The name comes from the Strangler Fig, a tree that grows around its host and eventually replaces it without the host ever falling over.

Four properties of the pattern that matter here:

  • Incremental. One boundary at a time. The system continues to run throughout.
  • Reversible. Each migration step has a rollback that does not affect the others.
  • Verifiable. The parallel run produces evidence that the new matches the old.
  • Independent. Each component, once migrated, can evolve at its own pace.

The eval backstop (chapter 03) and the observability (chapter 06) make the verification possible. Without those, parallel running is "we hope they match."


Picking the first boundary

Three candidates for the first extraction, with criteria:

  • Smallest contract. The boundary with the simplest interface — few methods, clear inputs/outputs — is the easiest to extract. A boundary where the new component takes the same inputs and produces the same outputs as the old is a clean comparison.
  • Lowest risk if wrong. A boundary whose component, if broken, produces a recoverable error rather than a silent wrong answer. Recoverable errors are detected; silent wrong answers are not.
  • Highest decoupling value. Extracting a boundary that gives the team the most freedom to change downstream. Data fetching is often a good first extraction because it lets the team change the upstream sources without touching the prompt code.

The intersection of "smallest contract + lowest risk + highest value" is usually obvious from the audit. Pick it.


The migration steps

For one boundary, six steps.

Step 1 — Define the interface

Read the old code carefully. Identify the inputs the boundary accepts and the outputs it produces. Write the interface as code or as a schema:

class CreditDataFetcher(Protocol):
    def fetch_credit_data(self, customer_id: str, lookback_days: int) -> CreditDataBundle: ...

@dataclass
class CreditDataBundle:
    payment_history: list[PaymentEvent]
    current_balances: dict[str, int]
    credit_inquiries: list[InquiryEvent]
    bureau_score: int | None

The interface is the contract the new and old implementations both honour. The shape of the inputs and outputs is taken from the old implementation; the new implementation will not be allowed to vary the shape.

Step 2 — Wrap the old behind the interface

The old code becomes one implementation of the interface. Often this is a thin adapter — the existing function is renamed, the interface methods call into it:

class LegacyCreditDataFetcher(CreditDataFetcher):
    def fetch_credit_data(self, customer_id, lookback_days):
        return self._legacy_fetch(customer_id, lookback_days)

Throughout this step, the running system uses LegacyCreditDataFetcher and behaves exactly as before. The interface introduction is a refactor, not a behaviour change. The eval (chapter 03) verifies.

Step 3 — Build the new implementation

Now build ModernCreditDataFetcher against the same interface. The internals can be different — different upstream sources, different caching, different error handling — but the input/output contract is the same.

The new implementation has its own unit tests that exercise the interface methods.

Step 4 — Run in parallel

Both implementations are wired up.
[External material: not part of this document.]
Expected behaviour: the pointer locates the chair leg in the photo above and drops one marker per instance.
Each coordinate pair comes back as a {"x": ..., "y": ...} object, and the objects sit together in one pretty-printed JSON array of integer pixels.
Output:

For a fraction of traffic, both are called; the output of the legacy implementation is the one used; the new implementation's output is logged for comparison:

def fetch_with_comparison(customer_id, lookback_days):
    legacy_result = legacy.fetch_credit_data(customer_id, lookback_days)
    if random() < SHADOW_TRAFFIC_FRACTION:
        try:
            modern_result = modern.fetch_credit_data(customer_id, lookback_days)
            comparator.log_diff(legacy_result, modern_result, customer_id)
        except Exception as e:
            comparator.log_failure(e, customer_id)
    return legacy_result   # legacy is still the source of truth

This is the shadow phase. The new implementation is called but its result is not used; the comparator records discrepancies.

Run shadow at 1% → 10% → 50% → 100% over a week or two, depending on how rare interesting cases are. The longer the shadow runs, the more confidence the comparison provides.

Step 5 — Compare and reconcile

The comparator output is the deliverable of this step. For each shadowed call:

  • Did the new implementation succeed?
  • If both succeeded, do the outputs match?
  • If they differ, how do they differ? (Bureau-score field different by one? Different payment-history ordering? Missing field?)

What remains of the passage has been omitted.